Few deployments will need this much rigor. But, when the risk level is high, the control is there; and, much of the risk associated with your deployment will be mitigated.
Are you beginning to see the possibilities?
So far, for the sake of simplicity, I've been hard-coding the "dynamic" logic within our featureIsEnabled()
function. But, in order to facilitate the graduated deployment outlined above, this encapsulated logic must also be dynamic. This is, perhaps, the most elusive part of the feature flags mental model.
The feature flag evaluation process is powered by a "rules engine". You provide inputs, identifying the request context (ex, "User ID" and "User Email"). And, the feature flag service then applies its rules to your inputs and returns a variant. There is nothing random about this process—it is "pure", deterministic, and repeatable. The same rules applied to the same inputs will always result in the same variant output. Therefore, when we talk about the "dynamic runtime nature" of feature flags, it is in fact the rules, within the rules engine, that are actually dynamic.
Consider an earlier version of our featureIsEnabled()
function that ran against the userID
:
public boolean function featureIsEnabled(
numeric userID = 0,
string userEmail = ""
) {
switch ( userID ) {
case 1:
case 2:
case 3:
case 4:
return( true );
break;
default:
return( false );
break;
}
}
Instead of a switch
statement, let's refactor this function to use a data structure that reads a bit more like a "rule configuration":
public boolean function featureIsEnabled(
numeric userID = 0,
string userEmail = ""
) {
var rule = {
input: "userID",
operator: "IsOneOf",
values: [ 1, 2, 3, 4 ],
variant: true
};
if (
( rule.operator == "IsOneOf" ) &&
rule.values.contains( arguments[ rule.input ] )
) {
return( rule.variant );
}
return( false );
}
The outcome here is exactly the same, but the mechanics have changed. We're still taking the userID
and we're still looking for it within a set of defined values; but, the static values and the resultant variant have been pull out of the evaluation logic.
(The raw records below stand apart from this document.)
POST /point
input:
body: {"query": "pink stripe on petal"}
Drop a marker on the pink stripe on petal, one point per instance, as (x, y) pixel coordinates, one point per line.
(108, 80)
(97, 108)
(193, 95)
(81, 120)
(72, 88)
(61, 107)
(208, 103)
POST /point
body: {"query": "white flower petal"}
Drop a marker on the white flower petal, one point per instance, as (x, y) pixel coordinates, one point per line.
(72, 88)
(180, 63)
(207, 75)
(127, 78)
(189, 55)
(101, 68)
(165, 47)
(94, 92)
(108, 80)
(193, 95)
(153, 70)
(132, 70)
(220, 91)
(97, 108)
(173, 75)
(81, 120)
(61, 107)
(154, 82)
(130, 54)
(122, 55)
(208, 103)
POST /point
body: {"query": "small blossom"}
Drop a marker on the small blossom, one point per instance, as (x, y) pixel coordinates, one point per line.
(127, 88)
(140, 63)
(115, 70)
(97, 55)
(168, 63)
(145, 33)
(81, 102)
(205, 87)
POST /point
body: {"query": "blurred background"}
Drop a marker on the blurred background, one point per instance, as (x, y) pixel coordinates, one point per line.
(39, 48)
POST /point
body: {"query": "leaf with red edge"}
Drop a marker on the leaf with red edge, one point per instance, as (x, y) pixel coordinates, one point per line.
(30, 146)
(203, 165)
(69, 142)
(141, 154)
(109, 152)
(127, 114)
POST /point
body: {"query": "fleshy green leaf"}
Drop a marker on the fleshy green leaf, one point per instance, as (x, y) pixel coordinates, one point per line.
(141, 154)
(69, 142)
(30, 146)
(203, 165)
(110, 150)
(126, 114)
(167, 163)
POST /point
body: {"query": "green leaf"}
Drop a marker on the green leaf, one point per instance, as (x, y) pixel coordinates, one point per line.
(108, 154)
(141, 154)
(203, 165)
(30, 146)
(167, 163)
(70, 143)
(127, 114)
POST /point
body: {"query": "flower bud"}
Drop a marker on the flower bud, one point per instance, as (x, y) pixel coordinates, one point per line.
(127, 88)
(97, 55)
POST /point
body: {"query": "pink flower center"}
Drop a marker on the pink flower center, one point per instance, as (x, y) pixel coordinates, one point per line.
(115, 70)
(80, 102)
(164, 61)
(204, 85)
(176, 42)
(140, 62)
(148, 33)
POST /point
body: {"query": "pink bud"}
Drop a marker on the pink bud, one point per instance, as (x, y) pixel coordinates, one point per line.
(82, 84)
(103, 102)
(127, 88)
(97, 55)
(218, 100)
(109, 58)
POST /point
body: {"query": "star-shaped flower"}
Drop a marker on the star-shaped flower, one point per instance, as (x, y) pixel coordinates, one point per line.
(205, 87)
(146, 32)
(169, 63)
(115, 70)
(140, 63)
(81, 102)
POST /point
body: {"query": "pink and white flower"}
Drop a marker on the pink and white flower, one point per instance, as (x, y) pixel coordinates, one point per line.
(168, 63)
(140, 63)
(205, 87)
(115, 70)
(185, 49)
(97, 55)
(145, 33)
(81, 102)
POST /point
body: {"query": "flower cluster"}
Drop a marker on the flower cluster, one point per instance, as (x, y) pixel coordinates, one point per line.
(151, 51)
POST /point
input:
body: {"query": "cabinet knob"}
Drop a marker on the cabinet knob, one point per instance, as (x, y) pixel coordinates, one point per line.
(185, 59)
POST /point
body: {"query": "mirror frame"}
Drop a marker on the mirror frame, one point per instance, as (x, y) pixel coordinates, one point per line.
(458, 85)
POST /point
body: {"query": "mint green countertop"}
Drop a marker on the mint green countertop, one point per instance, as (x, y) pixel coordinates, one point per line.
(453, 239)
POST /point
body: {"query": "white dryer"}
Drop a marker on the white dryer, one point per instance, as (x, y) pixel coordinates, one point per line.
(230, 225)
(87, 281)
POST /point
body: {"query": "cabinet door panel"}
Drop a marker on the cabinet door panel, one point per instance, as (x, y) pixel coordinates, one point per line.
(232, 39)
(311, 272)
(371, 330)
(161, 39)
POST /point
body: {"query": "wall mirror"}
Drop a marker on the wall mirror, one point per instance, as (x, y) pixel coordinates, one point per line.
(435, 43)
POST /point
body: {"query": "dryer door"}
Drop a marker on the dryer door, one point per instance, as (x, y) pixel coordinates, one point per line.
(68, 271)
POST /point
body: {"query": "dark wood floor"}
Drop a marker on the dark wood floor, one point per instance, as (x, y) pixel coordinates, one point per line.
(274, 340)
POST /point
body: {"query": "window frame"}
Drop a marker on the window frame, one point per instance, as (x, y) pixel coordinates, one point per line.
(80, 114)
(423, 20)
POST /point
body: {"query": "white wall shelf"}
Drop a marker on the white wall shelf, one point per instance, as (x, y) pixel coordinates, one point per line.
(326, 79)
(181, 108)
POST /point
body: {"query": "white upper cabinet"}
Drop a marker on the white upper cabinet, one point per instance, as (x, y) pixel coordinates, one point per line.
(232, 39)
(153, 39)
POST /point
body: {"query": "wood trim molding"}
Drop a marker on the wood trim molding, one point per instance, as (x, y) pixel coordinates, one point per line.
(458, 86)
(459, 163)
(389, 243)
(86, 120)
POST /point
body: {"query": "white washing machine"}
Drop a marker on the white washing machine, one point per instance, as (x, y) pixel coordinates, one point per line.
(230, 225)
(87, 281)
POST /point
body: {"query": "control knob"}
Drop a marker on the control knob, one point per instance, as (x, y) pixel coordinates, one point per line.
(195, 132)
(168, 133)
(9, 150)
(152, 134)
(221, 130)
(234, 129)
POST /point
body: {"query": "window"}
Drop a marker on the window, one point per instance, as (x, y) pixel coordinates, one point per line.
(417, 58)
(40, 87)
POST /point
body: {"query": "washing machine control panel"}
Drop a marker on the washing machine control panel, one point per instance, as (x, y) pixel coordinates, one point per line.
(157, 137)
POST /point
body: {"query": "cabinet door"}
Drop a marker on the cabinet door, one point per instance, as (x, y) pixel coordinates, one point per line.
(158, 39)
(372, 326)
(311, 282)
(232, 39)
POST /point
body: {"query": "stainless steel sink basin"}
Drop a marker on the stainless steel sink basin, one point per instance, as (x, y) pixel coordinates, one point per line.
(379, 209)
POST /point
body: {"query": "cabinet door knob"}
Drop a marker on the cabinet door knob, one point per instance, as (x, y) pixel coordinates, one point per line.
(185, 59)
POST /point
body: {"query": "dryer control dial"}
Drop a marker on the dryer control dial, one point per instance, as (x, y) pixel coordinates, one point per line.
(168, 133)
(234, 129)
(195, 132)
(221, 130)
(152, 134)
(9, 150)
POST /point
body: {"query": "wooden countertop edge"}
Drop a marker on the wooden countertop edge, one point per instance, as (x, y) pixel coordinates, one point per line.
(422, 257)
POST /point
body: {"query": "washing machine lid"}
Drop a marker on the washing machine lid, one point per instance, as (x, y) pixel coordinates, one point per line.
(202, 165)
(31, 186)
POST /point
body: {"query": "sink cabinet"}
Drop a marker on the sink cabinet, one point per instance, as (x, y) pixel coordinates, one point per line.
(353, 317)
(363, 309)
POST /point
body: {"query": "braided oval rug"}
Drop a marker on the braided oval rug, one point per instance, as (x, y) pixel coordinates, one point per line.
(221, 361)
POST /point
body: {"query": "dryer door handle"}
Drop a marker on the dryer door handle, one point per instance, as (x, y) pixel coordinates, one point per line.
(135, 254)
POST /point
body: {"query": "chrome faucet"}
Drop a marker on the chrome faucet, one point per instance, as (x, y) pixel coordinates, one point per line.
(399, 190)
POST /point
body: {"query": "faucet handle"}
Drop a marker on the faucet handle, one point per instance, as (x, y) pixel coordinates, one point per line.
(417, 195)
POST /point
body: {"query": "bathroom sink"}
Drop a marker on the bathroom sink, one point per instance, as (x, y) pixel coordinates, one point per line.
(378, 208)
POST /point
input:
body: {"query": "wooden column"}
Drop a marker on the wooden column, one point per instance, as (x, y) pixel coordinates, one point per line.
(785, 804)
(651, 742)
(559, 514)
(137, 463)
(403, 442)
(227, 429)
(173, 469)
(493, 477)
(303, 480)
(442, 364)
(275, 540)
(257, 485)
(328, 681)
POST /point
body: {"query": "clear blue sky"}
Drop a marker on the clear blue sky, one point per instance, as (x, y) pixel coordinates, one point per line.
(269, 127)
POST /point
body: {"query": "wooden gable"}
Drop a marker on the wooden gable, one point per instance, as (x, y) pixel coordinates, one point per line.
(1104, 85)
At this point, we can move the rule definition out of the featureIsEnabled()
function and into its own function, getRuleDefinition()
:
public boolean function featureIsEnabled(
numeric userID = 0,
string userEmail = ""
) {
var rule = getRuleDefinition();
if (
( rule.operator == "IsOneOf" ) &&
rule.values.contains( arguments[ rule.input ] )
) {
return( rule.variant );
}
return( false );
}
public struct function getRuleDefinition() {
return({
input: "userID",
operator: "IsOneOf",
values: [ 1, 2, 3, 4 ],
variant: true
});
}
Here, we've completely decoupled the consumption of our feature flag rule from the definition of our feature flag rule. Which means, if we needed to change the outcome of the featureIsEnabled()
call, we wouldn't change the logic within the featureIsEnabled()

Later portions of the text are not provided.